Comments / {{hitsCtrl.values.hits}} Views / Friday, 3 August 2018 00:00



  • More than 20 successful transplants completed
  • 80% success rate, more focus on blood and bone cancer in future
  • Stem cells imported from India also an option for patients  

By Ruwandi Gamage 

The Bone Marrow Transplant (BMT) unit of Asiri Central Hospital, celebrating four years with more than 20 successful transplants, this week pledged to continue their excellent services into the future.  

While the majority of transplants were done for children with thalassemia, the unit had also treated people with different types of blood or bone marrow cancers. The head of the BMT unit, Consultant Haematologist Dr. Lalindra Goonaratne, noted their successful transplants, and also highlighted the expansion of their services to international patients.

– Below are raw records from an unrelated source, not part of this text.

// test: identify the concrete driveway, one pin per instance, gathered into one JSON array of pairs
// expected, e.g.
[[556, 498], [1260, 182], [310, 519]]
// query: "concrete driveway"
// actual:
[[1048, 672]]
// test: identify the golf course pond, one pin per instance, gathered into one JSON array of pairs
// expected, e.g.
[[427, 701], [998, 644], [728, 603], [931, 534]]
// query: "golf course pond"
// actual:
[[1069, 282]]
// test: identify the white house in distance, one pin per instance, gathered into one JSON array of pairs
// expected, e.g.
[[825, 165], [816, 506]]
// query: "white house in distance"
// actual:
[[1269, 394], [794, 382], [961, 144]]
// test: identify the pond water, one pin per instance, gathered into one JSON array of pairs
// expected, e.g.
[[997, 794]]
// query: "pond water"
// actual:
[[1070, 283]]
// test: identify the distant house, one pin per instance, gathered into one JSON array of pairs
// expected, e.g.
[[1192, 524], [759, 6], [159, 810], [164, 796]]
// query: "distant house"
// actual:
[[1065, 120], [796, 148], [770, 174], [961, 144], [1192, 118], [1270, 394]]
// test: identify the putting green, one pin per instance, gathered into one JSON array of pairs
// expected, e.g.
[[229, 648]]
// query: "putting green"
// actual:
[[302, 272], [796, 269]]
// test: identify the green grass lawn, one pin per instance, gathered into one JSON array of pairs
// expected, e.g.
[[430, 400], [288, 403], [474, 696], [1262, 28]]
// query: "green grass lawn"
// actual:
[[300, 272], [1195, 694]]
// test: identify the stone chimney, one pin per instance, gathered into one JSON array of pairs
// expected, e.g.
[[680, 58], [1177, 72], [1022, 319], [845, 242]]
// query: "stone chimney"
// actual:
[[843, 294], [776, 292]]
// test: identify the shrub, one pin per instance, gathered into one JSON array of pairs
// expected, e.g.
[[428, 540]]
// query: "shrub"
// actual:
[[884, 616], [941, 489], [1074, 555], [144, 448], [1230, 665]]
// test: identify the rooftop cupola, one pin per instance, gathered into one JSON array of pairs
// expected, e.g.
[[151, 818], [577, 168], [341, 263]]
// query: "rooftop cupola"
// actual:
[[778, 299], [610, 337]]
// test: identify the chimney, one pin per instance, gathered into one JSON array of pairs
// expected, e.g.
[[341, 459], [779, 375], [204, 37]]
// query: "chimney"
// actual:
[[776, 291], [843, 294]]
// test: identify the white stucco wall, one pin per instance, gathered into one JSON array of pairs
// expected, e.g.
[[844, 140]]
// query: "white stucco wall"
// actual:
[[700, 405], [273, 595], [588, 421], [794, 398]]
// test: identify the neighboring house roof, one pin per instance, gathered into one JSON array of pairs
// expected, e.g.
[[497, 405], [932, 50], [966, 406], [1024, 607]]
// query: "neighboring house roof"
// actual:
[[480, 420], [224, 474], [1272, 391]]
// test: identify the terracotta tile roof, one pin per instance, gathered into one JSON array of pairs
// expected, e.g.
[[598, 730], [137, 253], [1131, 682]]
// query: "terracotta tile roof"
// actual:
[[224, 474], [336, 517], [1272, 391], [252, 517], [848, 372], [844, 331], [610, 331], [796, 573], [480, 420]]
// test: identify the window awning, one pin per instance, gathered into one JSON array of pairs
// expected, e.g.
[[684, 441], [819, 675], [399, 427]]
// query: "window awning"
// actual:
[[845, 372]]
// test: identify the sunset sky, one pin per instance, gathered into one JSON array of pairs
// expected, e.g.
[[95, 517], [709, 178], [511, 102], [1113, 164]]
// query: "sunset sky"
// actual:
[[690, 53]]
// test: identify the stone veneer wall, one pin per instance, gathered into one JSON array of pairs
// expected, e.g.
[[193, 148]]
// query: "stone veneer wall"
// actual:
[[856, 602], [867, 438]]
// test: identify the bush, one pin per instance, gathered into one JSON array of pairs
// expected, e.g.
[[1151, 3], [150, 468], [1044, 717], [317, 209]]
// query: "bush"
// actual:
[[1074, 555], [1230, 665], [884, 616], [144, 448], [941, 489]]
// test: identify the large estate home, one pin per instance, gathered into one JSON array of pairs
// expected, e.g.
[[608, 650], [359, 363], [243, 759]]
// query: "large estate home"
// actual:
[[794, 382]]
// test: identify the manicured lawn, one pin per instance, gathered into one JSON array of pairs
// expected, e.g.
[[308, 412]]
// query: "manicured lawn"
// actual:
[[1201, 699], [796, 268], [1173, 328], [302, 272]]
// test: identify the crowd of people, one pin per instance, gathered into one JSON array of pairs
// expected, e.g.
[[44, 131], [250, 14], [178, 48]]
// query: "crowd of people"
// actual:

“The project inception was marked by four transplants that were done by the BMT unit free of charge. Since then, we have done transplants not only for Sri Lankans, but also for patients from Maldives. The aim of this project is to cure patients of diseases completely. However, due to the complexity of this procedure, only 80% of transplants are successful the first time. The 80% success rate means that the disease resurfaces,” he said.

In the past three years, while the completed transplants were done through a matched sibling, the unit began matched unrelated donor transplants since last year.

“Initially the transplants were from a fully matched sibling of the patient, a brother or a sister. Since last year, we have moved on to matched, unrelated transplants, where the stem cells are brought down from India. We have successfully completed five such transplants,” said Central BMT Unit’s Consultant Paediatrician Dr. Ruwangi Dissanayaka.

Dr. Goonaratne further explained about their upcoming transplant for a child with aplastic anaemia, and also detailed about the costs of these BMT procedures.

“A transplant for a child with thalassemia, without much prescribed medication, would have to incur a cost of Rs. 4 million. For an adult with a type of bone marrow cancer, the cost would be about Rs.2 million to Rs. 4.5 million,” he said.

The project, established in 2014 mainly for the treatment of thalassemia patients, was the first BMT unit to be accredited by the Joint Commission International (JCI). It also has the approval by the Postgraduate Institute of Medicine, University of Colombo, to act as a training facility for medical postgraduate trainees.